Looking to expand on the usefulness of tools that backcountry travelers already use, the Color Trekker is a way to map and catalog your surroundings through color. Taking design cues and functional elements from traditional trekking poles, the Color Trekker also contains a color sensor at its base. When placed against the ground, it is able to record and store the exact color code of the object it is touching. For the Corps, this tool has been used in several ways. Traditionally, to record hike or trip in nature, you would use a map or GPS to track where you have been. Forgoing a direct spatial awareness for understanding a trip, the Corps asks observers to map by color. Every step, take a color reading.

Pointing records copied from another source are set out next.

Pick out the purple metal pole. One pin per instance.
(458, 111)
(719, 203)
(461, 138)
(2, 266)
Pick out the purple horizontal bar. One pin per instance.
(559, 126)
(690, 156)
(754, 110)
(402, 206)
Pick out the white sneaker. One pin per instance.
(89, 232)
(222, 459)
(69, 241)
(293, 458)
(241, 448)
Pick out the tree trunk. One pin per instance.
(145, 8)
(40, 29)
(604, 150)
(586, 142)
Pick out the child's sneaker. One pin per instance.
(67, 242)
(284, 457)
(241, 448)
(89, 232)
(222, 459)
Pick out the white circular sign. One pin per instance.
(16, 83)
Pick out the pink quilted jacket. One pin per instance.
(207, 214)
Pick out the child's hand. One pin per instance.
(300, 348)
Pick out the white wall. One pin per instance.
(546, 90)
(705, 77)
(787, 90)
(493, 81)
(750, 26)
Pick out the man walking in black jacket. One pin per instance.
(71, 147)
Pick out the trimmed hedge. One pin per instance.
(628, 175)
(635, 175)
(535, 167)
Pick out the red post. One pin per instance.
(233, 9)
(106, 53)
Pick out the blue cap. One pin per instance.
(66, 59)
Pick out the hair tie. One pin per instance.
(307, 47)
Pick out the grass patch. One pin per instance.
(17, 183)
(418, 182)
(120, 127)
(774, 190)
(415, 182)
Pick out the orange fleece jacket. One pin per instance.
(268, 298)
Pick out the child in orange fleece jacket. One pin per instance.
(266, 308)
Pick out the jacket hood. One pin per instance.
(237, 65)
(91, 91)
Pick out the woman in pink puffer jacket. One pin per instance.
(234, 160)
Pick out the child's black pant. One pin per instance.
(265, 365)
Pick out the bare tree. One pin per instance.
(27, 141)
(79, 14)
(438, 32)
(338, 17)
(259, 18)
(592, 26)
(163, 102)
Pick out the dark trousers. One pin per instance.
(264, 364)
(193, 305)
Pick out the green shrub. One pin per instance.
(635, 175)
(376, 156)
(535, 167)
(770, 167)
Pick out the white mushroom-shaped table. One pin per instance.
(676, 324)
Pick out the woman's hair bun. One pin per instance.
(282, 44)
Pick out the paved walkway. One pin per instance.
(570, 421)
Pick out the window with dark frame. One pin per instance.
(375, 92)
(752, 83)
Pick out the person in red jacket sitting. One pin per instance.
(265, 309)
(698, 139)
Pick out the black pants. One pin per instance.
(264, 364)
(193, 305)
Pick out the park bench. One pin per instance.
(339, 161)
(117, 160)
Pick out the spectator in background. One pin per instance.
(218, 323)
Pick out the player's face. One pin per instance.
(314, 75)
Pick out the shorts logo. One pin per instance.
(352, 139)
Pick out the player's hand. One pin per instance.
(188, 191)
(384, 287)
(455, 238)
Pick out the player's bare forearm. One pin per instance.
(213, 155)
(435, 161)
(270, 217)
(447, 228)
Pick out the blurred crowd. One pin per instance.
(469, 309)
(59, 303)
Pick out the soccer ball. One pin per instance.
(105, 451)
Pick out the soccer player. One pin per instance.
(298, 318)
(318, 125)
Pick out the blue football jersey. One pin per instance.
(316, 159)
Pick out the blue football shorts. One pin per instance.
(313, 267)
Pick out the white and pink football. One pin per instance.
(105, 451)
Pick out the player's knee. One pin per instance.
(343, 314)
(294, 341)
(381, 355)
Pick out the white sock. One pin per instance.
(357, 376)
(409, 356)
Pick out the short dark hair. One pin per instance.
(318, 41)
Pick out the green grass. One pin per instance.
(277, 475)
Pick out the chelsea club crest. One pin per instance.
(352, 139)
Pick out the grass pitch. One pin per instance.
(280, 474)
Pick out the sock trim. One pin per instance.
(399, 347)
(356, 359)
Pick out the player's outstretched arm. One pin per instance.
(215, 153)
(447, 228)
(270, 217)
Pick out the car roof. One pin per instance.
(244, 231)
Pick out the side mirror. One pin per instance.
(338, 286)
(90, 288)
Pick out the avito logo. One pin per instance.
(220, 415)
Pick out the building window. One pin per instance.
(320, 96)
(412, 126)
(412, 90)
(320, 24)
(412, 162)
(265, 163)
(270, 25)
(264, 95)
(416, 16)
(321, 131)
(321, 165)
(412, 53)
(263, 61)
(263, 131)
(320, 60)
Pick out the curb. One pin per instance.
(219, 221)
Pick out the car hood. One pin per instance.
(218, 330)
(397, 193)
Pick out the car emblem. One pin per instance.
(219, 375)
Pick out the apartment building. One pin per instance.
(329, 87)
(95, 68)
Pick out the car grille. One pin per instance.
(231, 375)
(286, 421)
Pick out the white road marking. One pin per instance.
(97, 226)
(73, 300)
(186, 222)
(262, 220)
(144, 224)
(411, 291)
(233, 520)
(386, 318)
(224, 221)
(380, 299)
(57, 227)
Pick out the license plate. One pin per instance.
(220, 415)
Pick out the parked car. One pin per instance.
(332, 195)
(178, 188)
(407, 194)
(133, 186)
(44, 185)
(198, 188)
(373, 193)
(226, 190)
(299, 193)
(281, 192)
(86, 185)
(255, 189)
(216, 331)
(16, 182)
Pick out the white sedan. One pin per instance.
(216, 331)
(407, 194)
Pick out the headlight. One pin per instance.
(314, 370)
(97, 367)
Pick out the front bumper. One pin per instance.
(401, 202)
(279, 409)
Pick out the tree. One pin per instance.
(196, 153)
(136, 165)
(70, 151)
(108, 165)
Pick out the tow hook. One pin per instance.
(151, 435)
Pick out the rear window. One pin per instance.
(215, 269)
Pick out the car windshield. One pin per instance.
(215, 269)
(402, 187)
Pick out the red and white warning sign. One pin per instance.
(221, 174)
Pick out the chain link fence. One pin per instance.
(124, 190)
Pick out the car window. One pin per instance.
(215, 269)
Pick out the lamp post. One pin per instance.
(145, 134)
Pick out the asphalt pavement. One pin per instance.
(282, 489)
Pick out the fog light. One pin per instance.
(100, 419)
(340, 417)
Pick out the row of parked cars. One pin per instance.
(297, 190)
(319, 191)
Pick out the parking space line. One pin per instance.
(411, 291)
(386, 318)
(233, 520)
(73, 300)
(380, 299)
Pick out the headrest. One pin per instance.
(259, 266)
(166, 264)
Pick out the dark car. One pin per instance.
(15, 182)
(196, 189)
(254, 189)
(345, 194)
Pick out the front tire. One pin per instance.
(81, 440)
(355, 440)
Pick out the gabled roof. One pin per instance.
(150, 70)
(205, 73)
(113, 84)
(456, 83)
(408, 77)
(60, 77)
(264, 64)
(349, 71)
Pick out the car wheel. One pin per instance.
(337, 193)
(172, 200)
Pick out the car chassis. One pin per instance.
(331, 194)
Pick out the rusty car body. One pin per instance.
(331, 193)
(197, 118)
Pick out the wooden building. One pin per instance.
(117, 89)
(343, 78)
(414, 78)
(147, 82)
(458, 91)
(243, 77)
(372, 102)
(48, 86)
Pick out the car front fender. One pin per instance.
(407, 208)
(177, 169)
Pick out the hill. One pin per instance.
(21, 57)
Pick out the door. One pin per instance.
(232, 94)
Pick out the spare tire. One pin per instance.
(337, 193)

Over time you will have amassed a large tapestry of colored bars representing the changing land underfoot. Normally when we go for a walk, we look up to the sky or horizon. But there is beauty in what is directly beneath us. These maps then through color show how terrain can change over a distance. It will expose observers’ unconscious decisions on where they are walking as well as alert park rangers on if they are staying on trail or not. Distance would also be measured in new ways. The physical length of the tapestry would represent the length of your trip and efforts in collecting.


ARCHIVE
The information gathered by the members of the Civilian Corps of Landscape Observation belongs to the people of the United States of America. It is to be aggregated into one central location and will be accessible by anyone in the country. The work of reassessment is a community activity and in order for conversations and connections to arise, the whole community must be able to see the collective fruits of their labor. On a macro scale, this archive will take the form of an online database. All observations will appear in this database in full, with the exception of full names. The online database will not be curated by the CCLR in any way. It is up to local communities to form their own stories based on their collective observation labor. The CCLR will provide ways to search the archive. Potential search strategies include: Location, Date, Land Manager, Tool, Observation density, Observation Type (drawing, story, poem, image, map, model), and Keywords Used.